Jual Beli Kredit dalam Perspektif Hukum Islam (1)
Pada: October 26, 2011
Istilah jual beli kredit dalam kajian disiplin ilmu fikih, agaknya tidak pernah menempati posisi pembahasan yang mandiri, komprehensif dan integral. Oleh karena itu, wajar jika dalam berbagai literatur tak satu pun yang mengungkapkan pengertian istilah tersebut secara terminologi.
Meski demikian, penulis menganggap penting untuk mengemukakan pengertian istilah ini, baik dari satu sisi literal maupun dalam konteks peristilahan fikih, tentu saja sebatas kemampuan penulis. Hal ini diharapkan menjadi wacana awal dalam memahami persoalan yang tengah kita bahas.
Jual beli kredit dengan tambahan harga yang dalam istilah fikih dikenal dengan nama البيع لأجل مع زيادة الثمن او البيع بالتقسيط
Kata al-bai’ adalah masdar dari kata kerja باع، يبيع، بيعا، ومبيعا yang berarti lawan dari membeli atau menyerahkan barang dan menerima harganya. Secara etimologi al-bai’ berarti menjual dan membeli.
Defenisi al-bai’ secara terminologi sebagaimana dikemukakan oleh Sayyid Sabiq adalah :
يراد البع شرعا مبادلة مال بمال على سبيل الترضى او نقل ملك بعوض على الوجه الماذون فيه“Yang dimaksud dengan jual beli menurut syara’ adalah saling menukar harta dengan harta secara suka sama suka, atau pemindahan hak milik dengan adanya penggantian menurut cara yang dibolehkan”.
Selanjutnya, Wahbah al-Zuhaili memberikan pengertian bahwa yang dimaksud dengan jual beli disini adalah suatu akad (transaksi) yang terdiri dari ijab qabul”.
Dari defenisi di atas, dapat dikemukakan beberapa hal tentang jual beli:
- Jual beli adalah satu bagian muamalah berbentuk transaksi.
- Jual beli tersebut diwujudkan dengan ijab qabul.
- Jual beli yang dilaksanakan tersebut bertujuan atau dengan motif mencari keuntungan.
Sedangkan pengertian kredit adalah sesuatu yang dibayar secara berangsur-angsur, baik itu jual beli maupun dalam pinjam meminjam.

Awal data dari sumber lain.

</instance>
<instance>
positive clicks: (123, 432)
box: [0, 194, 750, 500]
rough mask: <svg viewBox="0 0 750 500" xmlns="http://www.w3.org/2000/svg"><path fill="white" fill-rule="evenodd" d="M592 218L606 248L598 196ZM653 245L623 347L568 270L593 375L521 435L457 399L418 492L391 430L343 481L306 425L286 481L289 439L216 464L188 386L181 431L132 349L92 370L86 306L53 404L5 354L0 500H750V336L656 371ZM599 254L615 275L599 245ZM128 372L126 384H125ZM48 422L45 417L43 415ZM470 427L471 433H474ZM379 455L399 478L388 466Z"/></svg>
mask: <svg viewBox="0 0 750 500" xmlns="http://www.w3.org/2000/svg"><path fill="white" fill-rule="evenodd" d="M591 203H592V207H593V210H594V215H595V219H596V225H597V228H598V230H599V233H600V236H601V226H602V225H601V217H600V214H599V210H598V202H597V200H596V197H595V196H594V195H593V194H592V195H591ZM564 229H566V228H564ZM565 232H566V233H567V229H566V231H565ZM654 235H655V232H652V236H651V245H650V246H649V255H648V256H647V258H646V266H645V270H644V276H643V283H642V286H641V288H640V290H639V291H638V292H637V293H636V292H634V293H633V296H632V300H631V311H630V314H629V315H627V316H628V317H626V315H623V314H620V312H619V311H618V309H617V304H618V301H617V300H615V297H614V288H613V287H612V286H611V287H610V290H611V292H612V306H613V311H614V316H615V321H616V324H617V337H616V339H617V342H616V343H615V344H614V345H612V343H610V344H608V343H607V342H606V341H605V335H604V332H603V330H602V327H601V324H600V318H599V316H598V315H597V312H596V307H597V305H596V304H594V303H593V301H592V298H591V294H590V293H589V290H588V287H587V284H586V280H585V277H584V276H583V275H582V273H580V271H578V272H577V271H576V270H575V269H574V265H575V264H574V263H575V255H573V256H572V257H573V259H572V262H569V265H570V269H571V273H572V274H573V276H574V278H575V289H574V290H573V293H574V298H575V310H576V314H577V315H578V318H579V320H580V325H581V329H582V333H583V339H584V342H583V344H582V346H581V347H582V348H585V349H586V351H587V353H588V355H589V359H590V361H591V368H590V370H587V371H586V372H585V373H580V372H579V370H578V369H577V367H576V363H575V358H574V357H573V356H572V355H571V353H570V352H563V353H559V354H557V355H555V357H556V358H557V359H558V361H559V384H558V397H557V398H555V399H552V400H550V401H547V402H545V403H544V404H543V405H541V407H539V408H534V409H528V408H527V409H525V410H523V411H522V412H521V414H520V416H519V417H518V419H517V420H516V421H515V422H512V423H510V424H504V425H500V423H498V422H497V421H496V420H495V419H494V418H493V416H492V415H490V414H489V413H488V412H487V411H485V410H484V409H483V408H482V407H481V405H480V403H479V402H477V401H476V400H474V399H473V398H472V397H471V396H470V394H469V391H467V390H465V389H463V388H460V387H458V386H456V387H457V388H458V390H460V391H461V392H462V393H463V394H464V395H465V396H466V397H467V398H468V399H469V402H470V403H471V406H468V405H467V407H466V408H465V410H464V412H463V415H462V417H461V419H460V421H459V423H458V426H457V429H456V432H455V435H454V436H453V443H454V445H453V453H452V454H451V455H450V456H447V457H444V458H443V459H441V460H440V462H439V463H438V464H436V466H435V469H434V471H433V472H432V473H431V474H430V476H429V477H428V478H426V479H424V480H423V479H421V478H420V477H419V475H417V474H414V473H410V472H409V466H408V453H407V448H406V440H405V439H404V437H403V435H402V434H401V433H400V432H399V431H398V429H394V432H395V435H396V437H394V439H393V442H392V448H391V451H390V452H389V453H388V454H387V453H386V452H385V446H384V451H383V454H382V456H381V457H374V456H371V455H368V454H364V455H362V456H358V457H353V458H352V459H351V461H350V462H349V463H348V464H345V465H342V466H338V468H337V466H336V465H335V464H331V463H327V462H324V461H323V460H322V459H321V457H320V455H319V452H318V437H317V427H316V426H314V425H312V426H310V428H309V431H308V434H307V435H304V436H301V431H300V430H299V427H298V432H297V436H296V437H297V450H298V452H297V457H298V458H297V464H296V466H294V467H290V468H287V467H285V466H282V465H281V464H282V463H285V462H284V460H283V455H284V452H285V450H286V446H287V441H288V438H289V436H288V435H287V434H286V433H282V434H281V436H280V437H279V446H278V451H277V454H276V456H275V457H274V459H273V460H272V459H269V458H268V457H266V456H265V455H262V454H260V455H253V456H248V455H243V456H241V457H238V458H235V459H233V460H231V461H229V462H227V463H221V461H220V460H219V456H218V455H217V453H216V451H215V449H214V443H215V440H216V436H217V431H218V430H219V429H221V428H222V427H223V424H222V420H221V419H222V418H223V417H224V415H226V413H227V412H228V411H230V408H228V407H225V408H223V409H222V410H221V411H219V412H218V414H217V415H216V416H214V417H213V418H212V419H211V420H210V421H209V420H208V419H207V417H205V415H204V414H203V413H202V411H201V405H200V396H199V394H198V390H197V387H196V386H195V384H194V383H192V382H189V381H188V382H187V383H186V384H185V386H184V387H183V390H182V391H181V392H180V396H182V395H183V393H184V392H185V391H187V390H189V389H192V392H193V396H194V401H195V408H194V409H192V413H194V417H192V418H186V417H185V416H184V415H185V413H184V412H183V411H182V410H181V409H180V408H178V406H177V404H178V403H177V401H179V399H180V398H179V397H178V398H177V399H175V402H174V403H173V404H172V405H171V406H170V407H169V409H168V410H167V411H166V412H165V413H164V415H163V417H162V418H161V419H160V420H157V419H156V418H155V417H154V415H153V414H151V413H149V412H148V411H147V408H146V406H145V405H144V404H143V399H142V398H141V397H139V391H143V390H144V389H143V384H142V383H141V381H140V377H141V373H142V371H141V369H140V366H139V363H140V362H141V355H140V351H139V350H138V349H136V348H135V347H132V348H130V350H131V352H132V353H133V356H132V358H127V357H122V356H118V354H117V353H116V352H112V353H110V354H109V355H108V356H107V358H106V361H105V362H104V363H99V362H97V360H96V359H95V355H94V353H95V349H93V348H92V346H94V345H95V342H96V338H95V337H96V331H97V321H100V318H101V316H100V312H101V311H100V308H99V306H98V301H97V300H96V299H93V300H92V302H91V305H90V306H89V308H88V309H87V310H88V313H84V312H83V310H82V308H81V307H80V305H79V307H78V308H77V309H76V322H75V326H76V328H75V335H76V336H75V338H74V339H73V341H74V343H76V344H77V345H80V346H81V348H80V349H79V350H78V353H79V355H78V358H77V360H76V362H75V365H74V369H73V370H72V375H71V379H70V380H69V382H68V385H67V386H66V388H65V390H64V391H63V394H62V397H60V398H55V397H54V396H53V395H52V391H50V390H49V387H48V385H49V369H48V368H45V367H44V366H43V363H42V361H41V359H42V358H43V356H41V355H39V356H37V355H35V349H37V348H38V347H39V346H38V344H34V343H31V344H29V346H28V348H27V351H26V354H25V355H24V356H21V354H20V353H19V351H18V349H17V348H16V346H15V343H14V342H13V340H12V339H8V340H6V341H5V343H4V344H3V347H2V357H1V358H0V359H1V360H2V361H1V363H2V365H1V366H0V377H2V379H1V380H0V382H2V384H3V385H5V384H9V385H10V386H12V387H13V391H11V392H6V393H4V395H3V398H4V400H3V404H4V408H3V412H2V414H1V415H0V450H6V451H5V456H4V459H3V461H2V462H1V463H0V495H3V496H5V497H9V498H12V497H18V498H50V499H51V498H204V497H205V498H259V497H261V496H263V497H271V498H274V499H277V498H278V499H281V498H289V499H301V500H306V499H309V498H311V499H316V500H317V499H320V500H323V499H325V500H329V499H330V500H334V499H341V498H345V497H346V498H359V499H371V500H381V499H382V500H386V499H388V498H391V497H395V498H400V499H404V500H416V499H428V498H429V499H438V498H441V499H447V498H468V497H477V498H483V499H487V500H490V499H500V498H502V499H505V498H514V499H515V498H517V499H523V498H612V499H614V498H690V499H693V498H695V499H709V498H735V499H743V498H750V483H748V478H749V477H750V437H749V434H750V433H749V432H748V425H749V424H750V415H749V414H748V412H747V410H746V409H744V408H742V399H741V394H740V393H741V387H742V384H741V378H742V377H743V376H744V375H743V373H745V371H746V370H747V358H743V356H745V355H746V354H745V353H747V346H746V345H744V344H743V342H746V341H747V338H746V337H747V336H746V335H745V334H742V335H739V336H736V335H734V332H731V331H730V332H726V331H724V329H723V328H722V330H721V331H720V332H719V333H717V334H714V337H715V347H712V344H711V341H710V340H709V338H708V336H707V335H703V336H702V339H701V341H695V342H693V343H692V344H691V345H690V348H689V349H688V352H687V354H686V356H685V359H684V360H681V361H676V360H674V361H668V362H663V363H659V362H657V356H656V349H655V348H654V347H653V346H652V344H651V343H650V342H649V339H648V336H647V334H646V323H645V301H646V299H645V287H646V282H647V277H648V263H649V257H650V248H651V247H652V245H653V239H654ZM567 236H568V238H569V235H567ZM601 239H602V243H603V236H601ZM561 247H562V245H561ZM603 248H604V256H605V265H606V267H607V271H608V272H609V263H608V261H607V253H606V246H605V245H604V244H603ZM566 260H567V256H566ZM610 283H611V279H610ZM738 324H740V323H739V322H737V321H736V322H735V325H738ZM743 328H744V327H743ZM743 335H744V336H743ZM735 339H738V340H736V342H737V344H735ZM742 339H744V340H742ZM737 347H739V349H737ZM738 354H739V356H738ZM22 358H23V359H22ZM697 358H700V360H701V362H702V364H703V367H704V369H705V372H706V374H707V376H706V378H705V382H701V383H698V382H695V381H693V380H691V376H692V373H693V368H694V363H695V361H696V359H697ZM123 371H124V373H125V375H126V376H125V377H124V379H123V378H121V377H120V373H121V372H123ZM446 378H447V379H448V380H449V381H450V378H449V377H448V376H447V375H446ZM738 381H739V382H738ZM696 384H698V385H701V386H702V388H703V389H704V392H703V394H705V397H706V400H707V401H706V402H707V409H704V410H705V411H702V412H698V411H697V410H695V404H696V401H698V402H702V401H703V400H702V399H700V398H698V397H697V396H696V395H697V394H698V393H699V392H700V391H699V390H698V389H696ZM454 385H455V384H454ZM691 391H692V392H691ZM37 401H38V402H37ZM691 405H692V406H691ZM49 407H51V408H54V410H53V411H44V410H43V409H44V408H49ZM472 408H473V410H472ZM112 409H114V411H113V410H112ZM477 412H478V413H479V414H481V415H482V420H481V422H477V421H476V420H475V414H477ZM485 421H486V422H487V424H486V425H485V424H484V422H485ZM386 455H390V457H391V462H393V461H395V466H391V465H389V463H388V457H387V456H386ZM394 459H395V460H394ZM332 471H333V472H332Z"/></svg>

Adapun yang dimaksud dengan baiy’ al-ajal adalah jual beli dengan pembayaran tidak tunai. Pembayarannya mungkin diangsur, mungkin sekaligus setelah tenggang waktu habis, atau mungkin pula ada uang muka. Jadi dapat dipahami bahwa jual beli al-ajal merupakan transaksi yang berlangsung dimana tidak serentaknya akad dengan pemberian harga atau penyerahan barang, dan tentunya atas kesepakatan bersama.
Adapun pengertian Taqsith secara bahasa adalah membagi-bagi sesuatu dan memisah-misahkannya menjadi beberapa bagian yang terpisah.
Sedangkan menurut istilah (terminologi) Bai’ bi-Taqsith telah menjual sesuatu dengan pembayaran yang diangsur dengan cicilan tertentu, pada waktu tertentu dan lebih mahal daripada pembayaran kontan.
Muhammad Aqlah Ibrahim berpendapat bahwa, ada beberapa pedoman yang dapat dijadikan pegangan dalam memahami maksud bai’ bit taqsith secara syar’i. Pertama, seorang pedagang menjual barang dagangannya secara muajjalah-kredit-dengan ketentua harga lebih tinggi daripada secara tunai. Kedua, taqsith ialah membayar hutang dengan berangsur-angsur pada waktu yang telah ditentukan. Ketiga, pembayaran yang diangsur ialah sesuatu yang pembayarannya dipersyaratkan diangsur dengan cicilan tertentu pada waktu tertentu pula.
Kepustaakaan:
Imam al-Hafizh Abu Dawud Sulaiman bin Asy’ats, Sunan Abi Dawud, kitabul buyu’, no. 3461, jilid 3, di Tahqiq oleh Muhammad Muhyiddin Abdul Hamid, Mekkah: Dar al-Baz, t.th. Muhammad bin Ali bin Muhammad Asy-Syaukani, Nail al-Authar, Riyadh: al-Risalah al-Ammah li al-Darat al-Buhuts al-Ilmiyah wa al-Ifta’, t.th. As-Syaikh Nashirudin al-Albani, As-Shahihah, Riyadh: Maktabah al-Ma’arif, t.th. Abu Isa Surah bin Isa, Sunan Turmudzi, Beirut: Dar al-Ihya’ al-Turats al-Arabi, t.th.